2.11.09

Muertos

(Día 297)
El Alto.- Llegar a Villa Ingenio no es fácil. No recuerdo cuánto tardamos, pero la verdad es que se hizo más que eterno. Subir hasta El Alto ya es un camino demasiado conocido, y cada vez se hace más corto. Pero una vez entramos dentro de la ciudad, olemos y palpamos el caos circulatorio, nos adentramos en calles idénticas de casas enladrilladas, nos peleamos con policías y demás odiseas que son ya una costumbre, entramos en un camino de arena impracticable.
Los micros avanzan a paso lento levantando demasiado polvo, los baches nos hacen chocar con el techo del auto. Al final llegamos a lo que parece una feria, con puestos de comida, camas elásticas y muchos, muchísimos autos como el nuestro.
El cementerio todavía no está lleno. Pero se empiezan a ver familias cargadas de comida y cañas de bambú que se acercan a las tumbas de sus difuntos para pasar el día allá.
Subimos hasta lo más alto del camposanto.
Teodora Marca murió hace tres años, y todos sus parientes montaron sobre la tumba una mesa llena de panes, dulces, bebida, hojas de coca y tabaco. Hablamos con el mayor de ocho hermanos, ahora patriarca de la familia. Nos invita a comer ají de arveja: papa, chuño, pollo, arvejas (guisantes) y demás cosas que no me puedo terminar.
Después nos paramos a hablar con Mariano Ticona. Murió su padre hace más de diez años, y su hijo primogénito cree fervientemente en que el día 1 él vuelve y el 2 retorna, allí donde esté. Para eso hace fabricar caballitos y cóndores de quinua, totalmente comestibles.

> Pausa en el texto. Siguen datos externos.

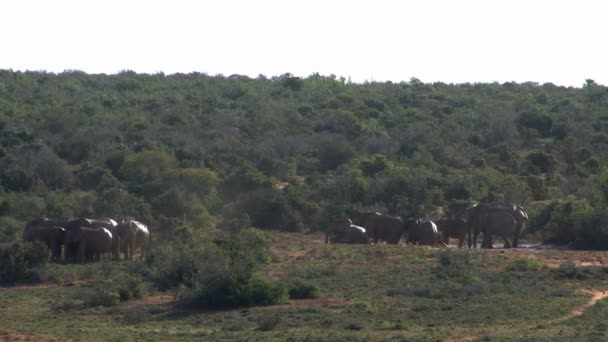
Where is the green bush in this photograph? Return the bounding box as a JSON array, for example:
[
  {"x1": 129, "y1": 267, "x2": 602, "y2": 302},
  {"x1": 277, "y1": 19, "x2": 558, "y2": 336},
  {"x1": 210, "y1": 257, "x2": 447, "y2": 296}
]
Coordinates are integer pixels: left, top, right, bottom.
[
  {"x1": 182, "y1": 267, "x2": 287, "y2": 309},
  {"x1": 288, "y1": 280, "x2": 319, "y2": 299},
  {"x1": 543, "y1": 196, "x2": 608, "y2": 249},
  {"x1": 85, "y1": 288, "x2": 120, "y2": 307},
  {"x1": 0, "y1": 241, "x2": 49, "y2": 285},
  {"x1": 146, "y1": 229, "x2": 287, "y2": 308}
]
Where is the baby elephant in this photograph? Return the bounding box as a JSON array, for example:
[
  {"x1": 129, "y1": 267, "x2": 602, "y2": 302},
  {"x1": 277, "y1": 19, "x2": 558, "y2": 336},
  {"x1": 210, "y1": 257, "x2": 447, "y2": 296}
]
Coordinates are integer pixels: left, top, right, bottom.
[
  {"x1": 405, "y1": 218, "x2": 445, "y2": 246},
  {"x1": 325, "y1": 218, "x2": 369, "y2": 244}
]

Evidentmente, nos da uno.
Savino Arias, al pasar por delante de la tumba de su madre, y sin intención de parar allí, nos da un vaso de cerveza. Un poco para la tumba, un poco para la pachamama, y un poco para mi estómago. Llegan unos niños con un librito de oraciones y un saco de nylon lleno de pan y fruta. Se sacan de la cabeza su gorrito andino, y rezan a la madre de Savino, y, a cambio, rellenan su saquito para llevarlo a su pueblo del interior del Altiplano.
Mientras que la mayoría de las tumbas son de gente mayor, Carolina Salinas murió en un accidente de coche cuando estaba a punto de terminar su carrera de medicina en una universidad de La Paz. Me entero de eso cuando una de sus hermanas pequeñas me acerca un plato lleno de pan, pasankallas, naranjas y plátanos. Mareado del calor asfixiante, y sin saber qué hacer, le agradezco el gesto y pongo tanto alimento en la mochila. Pero, a cambio, tengo que rezar a Carolina. Quizá hacía 10 años que no entonaba una pregaria, y al final me sale en catalán. Me quito la gorra, y se me quedan mirando más de una decena de personas esperando que termine. Nunca pasé tanta vergüenza. Pero espero que le sirva. Como recompensa, bebo un vaso de Pepsi.
Villa Ingenio se ha llenado en poco menos de dos horas. Casi no se puede andar, los colores son infinitos, y la música llega de todas partes, mezclada con el sonido de rezos ininteligibles en aimara.
A la espera de que a las doce del mediodía el muerto se vaya, y, quizá, empiece la fiesta de verdad.